Luke starts leading us astray immediately with his introductory sentence: “Jesus told them a parable about their need to pray always and not lose heart.” Initially this seems easy enough: certainly when our prayers are ones of gratitude, then we can trust that they always hit the mark and are never ‘wasted’. But even as I typed that I began to question myself. The kinds of prayers that are offered in abundance for example on Thanksgiving weekend are ones that surely sounded sweet to God’s ears. Prayers of gratitude for the goodness that we enjoy, for the pleasure of family and homes, and for our ability to savour it all. But then, I got thinking about other prayers of gratitude.

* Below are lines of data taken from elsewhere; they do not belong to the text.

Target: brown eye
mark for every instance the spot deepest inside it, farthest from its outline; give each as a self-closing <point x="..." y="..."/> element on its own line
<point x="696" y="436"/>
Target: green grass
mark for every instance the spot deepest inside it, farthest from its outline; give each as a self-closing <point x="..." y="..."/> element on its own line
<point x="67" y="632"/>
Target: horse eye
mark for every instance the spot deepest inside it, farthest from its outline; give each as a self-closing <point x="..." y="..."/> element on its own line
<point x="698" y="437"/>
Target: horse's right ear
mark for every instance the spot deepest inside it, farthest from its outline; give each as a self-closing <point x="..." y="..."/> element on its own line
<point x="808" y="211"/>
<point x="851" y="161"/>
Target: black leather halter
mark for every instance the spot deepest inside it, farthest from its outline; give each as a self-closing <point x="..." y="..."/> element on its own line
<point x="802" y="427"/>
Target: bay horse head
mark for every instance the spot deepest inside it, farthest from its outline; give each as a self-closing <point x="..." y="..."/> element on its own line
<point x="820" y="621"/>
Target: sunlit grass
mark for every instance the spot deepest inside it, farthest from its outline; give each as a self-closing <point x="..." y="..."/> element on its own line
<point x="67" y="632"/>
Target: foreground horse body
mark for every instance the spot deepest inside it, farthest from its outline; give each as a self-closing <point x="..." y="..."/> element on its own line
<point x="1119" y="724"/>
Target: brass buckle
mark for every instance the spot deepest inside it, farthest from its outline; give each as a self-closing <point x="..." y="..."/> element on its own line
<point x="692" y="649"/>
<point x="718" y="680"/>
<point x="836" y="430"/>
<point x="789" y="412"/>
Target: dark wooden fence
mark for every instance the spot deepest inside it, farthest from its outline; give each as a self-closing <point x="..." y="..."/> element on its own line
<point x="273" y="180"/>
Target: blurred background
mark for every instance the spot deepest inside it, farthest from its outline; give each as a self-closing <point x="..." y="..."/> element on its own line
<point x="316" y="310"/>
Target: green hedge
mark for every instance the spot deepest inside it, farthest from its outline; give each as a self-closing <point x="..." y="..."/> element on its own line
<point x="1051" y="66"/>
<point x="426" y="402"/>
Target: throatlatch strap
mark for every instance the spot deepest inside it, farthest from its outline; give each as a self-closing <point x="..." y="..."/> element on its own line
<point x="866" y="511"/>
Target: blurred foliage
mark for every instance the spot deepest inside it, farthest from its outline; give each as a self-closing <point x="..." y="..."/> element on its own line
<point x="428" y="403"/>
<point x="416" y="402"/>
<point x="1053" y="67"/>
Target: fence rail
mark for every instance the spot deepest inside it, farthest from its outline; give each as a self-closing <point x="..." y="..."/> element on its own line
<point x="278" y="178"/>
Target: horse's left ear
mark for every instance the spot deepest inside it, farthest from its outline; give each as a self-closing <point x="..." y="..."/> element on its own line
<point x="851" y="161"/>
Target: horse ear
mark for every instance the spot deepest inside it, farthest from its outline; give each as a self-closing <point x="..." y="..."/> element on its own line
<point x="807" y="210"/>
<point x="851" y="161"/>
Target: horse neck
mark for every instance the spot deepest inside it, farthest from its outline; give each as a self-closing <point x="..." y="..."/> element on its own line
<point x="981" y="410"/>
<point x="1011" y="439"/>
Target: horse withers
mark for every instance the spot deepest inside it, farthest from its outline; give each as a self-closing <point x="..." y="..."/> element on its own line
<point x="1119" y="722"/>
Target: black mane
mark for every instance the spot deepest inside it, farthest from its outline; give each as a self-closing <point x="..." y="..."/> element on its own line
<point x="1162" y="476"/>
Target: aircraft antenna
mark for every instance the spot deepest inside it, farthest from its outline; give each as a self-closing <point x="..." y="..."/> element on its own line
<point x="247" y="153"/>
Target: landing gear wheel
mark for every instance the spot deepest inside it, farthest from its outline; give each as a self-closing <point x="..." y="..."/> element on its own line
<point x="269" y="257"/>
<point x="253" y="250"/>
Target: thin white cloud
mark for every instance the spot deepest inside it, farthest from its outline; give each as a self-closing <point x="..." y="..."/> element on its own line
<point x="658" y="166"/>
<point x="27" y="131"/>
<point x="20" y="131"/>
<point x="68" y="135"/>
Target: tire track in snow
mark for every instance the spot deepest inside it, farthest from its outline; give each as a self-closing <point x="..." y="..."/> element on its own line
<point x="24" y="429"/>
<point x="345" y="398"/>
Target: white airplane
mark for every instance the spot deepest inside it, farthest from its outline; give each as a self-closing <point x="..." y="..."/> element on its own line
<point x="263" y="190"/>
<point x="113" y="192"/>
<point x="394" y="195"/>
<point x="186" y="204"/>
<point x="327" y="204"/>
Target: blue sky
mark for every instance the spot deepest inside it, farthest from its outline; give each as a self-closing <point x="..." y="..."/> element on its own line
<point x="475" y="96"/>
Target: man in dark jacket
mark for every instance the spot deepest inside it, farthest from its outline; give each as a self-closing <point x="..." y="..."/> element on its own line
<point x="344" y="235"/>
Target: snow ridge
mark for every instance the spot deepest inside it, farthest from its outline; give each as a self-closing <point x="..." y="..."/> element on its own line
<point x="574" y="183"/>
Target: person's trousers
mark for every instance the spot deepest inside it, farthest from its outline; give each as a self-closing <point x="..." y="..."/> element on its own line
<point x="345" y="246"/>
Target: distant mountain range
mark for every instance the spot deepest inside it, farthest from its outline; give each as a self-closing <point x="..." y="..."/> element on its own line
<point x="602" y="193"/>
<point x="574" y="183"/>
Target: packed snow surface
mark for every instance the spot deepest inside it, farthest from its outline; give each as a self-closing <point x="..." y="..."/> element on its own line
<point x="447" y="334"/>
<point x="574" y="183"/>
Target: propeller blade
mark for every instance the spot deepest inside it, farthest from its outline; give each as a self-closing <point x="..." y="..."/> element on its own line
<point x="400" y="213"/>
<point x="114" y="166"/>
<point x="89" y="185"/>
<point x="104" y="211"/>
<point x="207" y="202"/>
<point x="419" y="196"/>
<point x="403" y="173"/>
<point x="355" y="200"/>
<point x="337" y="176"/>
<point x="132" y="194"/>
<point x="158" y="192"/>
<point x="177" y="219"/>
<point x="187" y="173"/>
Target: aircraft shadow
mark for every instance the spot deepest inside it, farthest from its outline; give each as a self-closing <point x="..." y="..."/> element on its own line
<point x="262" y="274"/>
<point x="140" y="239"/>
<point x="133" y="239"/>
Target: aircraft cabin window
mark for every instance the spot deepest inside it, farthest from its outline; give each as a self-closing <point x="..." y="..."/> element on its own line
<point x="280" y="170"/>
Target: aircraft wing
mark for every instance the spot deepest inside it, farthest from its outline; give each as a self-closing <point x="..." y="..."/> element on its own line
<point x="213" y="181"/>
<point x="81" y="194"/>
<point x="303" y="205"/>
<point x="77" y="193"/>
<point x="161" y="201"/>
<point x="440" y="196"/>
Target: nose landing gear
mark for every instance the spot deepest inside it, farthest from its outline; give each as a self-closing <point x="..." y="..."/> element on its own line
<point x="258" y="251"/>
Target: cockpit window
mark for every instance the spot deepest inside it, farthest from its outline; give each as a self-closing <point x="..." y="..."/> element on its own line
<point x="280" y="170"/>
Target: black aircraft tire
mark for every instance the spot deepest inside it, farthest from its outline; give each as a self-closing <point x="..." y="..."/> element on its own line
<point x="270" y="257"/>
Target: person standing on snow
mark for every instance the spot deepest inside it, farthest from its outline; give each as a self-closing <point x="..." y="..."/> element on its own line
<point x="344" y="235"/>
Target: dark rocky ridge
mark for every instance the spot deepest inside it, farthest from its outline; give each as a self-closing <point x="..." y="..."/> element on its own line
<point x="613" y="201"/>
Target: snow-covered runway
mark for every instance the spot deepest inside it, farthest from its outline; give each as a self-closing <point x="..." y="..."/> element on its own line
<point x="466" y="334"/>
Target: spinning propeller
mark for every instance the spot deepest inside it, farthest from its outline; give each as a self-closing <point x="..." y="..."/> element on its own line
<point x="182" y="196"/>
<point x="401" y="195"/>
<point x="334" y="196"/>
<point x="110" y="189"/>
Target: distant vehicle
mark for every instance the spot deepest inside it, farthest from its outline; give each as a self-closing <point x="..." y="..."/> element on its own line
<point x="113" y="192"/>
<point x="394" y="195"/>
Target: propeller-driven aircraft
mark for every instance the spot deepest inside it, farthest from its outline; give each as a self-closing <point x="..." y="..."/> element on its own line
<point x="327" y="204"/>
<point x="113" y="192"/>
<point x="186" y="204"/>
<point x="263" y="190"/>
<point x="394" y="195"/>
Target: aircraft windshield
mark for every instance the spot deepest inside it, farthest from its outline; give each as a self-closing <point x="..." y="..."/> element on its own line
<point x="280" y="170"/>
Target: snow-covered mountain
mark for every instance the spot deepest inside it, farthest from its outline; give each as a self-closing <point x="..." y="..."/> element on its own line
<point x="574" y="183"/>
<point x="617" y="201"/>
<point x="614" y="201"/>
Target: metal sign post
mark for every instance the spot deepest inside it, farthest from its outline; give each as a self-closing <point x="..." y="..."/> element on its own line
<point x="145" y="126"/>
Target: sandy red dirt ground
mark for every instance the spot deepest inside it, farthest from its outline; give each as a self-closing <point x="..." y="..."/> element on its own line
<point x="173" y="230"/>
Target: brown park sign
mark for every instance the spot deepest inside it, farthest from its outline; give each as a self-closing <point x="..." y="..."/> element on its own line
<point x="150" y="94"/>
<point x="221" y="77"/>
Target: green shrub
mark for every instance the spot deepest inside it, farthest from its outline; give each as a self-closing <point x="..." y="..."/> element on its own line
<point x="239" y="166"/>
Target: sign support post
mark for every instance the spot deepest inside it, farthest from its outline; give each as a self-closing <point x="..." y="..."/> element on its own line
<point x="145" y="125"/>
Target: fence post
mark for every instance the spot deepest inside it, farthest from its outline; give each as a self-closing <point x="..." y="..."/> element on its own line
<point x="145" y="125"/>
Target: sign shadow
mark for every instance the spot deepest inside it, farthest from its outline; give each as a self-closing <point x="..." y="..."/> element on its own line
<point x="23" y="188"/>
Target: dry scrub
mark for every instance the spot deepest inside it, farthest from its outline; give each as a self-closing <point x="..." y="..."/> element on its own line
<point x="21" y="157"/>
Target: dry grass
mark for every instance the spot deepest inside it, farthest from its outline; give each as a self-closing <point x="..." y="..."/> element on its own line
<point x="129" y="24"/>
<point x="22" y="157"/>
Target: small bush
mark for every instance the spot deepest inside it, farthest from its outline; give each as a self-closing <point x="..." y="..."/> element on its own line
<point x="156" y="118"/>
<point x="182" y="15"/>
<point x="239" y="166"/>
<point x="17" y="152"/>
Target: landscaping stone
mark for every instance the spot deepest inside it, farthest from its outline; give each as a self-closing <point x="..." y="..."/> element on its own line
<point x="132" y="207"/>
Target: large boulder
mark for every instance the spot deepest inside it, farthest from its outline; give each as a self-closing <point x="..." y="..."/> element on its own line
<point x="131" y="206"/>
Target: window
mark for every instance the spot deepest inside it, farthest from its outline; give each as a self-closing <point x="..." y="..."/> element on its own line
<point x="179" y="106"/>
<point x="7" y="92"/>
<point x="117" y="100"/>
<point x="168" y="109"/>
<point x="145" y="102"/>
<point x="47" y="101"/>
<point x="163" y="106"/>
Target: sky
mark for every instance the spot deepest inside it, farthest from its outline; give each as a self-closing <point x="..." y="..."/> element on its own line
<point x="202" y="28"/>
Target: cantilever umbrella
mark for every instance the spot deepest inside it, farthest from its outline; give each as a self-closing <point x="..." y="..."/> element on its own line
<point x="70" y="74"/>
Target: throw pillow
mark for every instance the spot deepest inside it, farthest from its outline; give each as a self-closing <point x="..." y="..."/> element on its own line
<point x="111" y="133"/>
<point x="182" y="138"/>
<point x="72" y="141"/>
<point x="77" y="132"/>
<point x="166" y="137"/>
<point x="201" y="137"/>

About football players pointing up to the heavens when they get a sack or a touchdown. About the prosperity gospel type of prayers that spring from believing that God wants us all to be rich and we just thank Jesus that we earned an obscene amount of money last year and isn’t it great that it’s God’s will that we get rich while our employees just eek out an existence. It’s my sincere hope that God doesn’t appreciate those prayers. Talk to the hand.
God is not some wish dispensing machine that, upon receiving our prayer drops our deepest desires into the tray at the bottom of the machine. No one knows this better than most of you – people who have struggled through illness and aging, who have lost friends and families to debilitating diseases, who pray fervently for your children on the street and strangers continents away, but who do not normally experience an obvious and immediate response to those prayers. So really, Luke, this parable isn’t about the need to be persistent in prayer in order that we finally get our way. Because that just doesn’t work, there’s a big credibility gap in that promise.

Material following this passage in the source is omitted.